I check agents’ sites occasionally, and yesterday I saw a note that a person had incorrectly classified her book as a ‘thriller’ in a query letter.  The agent said (quite correctly, I think from the query) that the book is suspense, not a thriller … but that’s okay, she said, because “thrillers are hard to sell these days.”

Ahhh, visions of my history with venture capital, when someone would have a Big Honkin’ Idea, would get funded and (shortly) acquired.  Within months there would be a dozen minor variations on the original idea looking for money, some of which would be funded.  Then the market would be saturated with look-alikes, and VC attention would turn to the next Big Honkin’ Idea.

So it is, I fear, with the thriller genre in commercial fiction.  I have two finished thrillers, one in rewrite and another in design.  So this is of some concern to me.

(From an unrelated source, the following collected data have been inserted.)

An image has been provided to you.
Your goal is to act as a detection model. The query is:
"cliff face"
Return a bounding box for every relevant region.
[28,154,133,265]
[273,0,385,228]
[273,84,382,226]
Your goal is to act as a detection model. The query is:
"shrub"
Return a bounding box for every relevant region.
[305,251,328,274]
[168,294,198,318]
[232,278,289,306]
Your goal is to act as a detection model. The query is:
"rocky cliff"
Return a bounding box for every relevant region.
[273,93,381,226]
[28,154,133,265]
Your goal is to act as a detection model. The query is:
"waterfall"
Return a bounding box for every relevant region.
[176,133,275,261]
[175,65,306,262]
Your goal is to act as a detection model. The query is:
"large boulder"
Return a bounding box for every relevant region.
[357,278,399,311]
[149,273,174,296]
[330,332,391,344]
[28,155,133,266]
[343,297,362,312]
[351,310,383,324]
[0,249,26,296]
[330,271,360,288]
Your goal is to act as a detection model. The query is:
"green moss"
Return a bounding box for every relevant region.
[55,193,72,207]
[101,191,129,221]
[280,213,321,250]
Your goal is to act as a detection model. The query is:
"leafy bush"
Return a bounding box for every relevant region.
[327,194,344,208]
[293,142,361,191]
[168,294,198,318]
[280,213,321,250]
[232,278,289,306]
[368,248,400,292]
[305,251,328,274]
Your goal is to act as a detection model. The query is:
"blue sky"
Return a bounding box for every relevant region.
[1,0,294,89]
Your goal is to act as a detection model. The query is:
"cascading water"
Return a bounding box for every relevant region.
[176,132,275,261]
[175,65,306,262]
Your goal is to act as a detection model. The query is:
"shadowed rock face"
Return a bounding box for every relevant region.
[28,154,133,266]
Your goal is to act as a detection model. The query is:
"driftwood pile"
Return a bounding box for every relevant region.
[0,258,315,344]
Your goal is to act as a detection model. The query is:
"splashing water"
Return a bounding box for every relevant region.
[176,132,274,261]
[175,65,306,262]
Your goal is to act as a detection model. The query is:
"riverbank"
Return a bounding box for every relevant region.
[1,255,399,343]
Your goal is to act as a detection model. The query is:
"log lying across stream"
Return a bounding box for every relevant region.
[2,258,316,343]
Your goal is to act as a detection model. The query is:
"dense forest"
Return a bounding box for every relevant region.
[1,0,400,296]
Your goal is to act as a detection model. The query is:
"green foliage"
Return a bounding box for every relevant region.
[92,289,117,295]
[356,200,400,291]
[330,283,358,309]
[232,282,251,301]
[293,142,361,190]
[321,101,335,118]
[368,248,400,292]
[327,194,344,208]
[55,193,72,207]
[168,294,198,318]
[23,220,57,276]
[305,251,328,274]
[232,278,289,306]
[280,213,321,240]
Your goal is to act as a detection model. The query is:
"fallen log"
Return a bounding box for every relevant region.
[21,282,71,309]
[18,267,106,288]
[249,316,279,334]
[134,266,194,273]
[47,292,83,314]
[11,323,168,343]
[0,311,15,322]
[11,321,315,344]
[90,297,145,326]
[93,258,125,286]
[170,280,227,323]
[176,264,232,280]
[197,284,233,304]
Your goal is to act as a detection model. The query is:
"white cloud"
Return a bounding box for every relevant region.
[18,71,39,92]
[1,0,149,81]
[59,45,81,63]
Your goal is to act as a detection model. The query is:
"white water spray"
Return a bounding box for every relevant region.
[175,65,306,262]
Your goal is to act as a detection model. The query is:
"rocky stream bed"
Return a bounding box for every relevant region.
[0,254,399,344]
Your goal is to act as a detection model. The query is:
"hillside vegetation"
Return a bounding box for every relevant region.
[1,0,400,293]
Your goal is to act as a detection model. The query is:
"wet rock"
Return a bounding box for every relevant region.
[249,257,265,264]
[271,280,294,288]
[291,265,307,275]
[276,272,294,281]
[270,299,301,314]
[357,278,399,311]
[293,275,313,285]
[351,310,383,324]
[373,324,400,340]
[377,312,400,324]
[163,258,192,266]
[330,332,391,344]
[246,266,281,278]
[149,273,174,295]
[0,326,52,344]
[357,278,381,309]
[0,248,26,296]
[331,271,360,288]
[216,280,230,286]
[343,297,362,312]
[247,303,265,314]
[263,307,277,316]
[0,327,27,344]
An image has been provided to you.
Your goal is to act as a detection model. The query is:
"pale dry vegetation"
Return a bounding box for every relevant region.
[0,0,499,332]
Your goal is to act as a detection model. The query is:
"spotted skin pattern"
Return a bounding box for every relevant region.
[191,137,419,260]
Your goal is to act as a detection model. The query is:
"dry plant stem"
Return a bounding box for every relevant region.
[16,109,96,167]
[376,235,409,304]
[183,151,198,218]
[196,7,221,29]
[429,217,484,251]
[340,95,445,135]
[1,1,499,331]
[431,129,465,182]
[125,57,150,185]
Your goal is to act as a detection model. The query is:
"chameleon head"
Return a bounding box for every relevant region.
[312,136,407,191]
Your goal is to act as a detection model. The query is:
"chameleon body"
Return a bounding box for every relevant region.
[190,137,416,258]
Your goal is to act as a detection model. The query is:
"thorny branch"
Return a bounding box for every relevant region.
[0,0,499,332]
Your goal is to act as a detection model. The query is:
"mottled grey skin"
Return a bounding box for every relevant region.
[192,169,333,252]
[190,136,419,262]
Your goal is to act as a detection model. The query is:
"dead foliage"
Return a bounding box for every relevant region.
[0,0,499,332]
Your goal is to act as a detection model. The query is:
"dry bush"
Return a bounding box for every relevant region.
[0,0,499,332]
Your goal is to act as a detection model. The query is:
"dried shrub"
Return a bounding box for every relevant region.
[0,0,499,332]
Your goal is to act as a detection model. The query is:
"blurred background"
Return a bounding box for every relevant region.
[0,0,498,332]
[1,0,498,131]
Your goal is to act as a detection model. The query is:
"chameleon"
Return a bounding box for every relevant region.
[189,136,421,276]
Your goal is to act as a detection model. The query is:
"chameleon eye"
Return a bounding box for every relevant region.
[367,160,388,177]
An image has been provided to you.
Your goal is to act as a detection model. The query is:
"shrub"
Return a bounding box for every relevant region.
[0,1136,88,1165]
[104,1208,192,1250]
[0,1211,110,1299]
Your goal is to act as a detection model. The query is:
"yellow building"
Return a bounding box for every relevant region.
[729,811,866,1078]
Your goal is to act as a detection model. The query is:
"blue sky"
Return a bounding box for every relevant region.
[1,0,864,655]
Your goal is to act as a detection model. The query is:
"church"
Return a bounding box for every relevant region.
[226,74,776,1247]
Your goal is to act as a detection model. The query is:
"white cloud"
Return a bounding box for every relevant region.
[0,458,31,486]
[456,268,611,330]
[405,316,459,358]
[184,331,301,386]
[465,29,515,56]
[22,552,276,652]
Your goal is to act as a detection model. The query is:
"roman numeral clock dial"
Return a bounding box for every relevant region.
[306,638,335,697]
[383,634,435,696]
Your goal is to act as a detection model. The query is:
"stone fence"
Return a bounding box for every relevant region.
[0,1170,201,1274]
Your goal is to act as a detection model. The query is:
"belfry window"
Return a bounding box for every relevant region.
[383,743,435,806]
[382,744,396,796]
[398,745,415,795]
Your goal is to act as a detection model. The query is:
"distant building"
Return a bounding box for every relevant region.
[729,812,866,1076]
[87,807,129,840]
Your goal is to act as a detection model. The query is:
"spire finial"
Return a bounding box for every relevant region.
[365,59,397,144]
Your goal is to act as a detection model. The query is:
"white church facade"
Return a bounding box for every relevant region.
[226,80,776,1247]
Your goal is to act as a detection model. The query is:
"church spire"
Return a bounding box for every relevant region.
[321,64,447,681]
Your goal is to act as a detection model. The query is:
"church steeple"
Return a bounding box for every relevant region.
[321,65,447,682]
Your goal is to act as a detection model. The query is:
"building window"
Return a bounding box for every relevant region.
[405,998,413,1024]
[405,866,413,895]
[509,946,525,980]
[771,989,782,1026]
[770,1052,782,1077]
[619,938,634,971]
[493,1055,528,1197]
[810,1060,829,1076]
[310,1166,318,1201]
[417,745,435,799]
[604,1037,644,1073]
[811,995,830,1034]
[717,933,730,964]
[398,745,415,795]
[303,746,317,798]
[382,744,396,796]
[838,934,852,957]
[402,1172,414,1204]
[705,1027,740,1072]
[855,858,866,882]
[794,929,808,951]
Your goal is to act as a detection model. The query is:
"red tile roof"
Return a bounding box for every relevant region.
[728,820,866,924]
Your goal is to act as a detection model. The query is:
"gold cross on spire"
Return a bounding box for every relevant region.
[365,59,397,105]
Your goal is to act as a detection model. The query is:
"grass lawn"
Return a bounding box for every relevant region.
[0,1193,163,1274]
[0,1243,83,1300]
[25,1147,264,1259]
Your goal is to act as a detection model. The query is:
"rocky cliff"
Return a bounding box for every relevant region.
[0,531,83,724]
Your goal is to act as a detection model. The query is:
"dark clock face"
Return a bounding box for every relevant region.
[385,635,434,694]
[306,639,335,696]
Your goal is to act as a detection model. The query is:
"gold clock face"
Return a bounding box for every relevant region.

Once upon a time, the “thriller” plot turned on some big problem, something that would hurt thousands or millions.  Somehow the story’s protagonist, often an ordinary person (not cop, PI, lawyer, etc.), would discover some important detail and be pursued by bad guys until he or she was successful in exposing the bad stuff.  Then, sometime between Gillian Flynn’s Sharp Objects (2006) and her Gone Girl (2012), her marketing department made Gone Girl a thriller.  After that, there were a lot of thrillers came out. Most were suspense (the general classification above thriller), but ‘thriller’ sold.

It’s looking more and more like I’ll self-publish at least my first novel.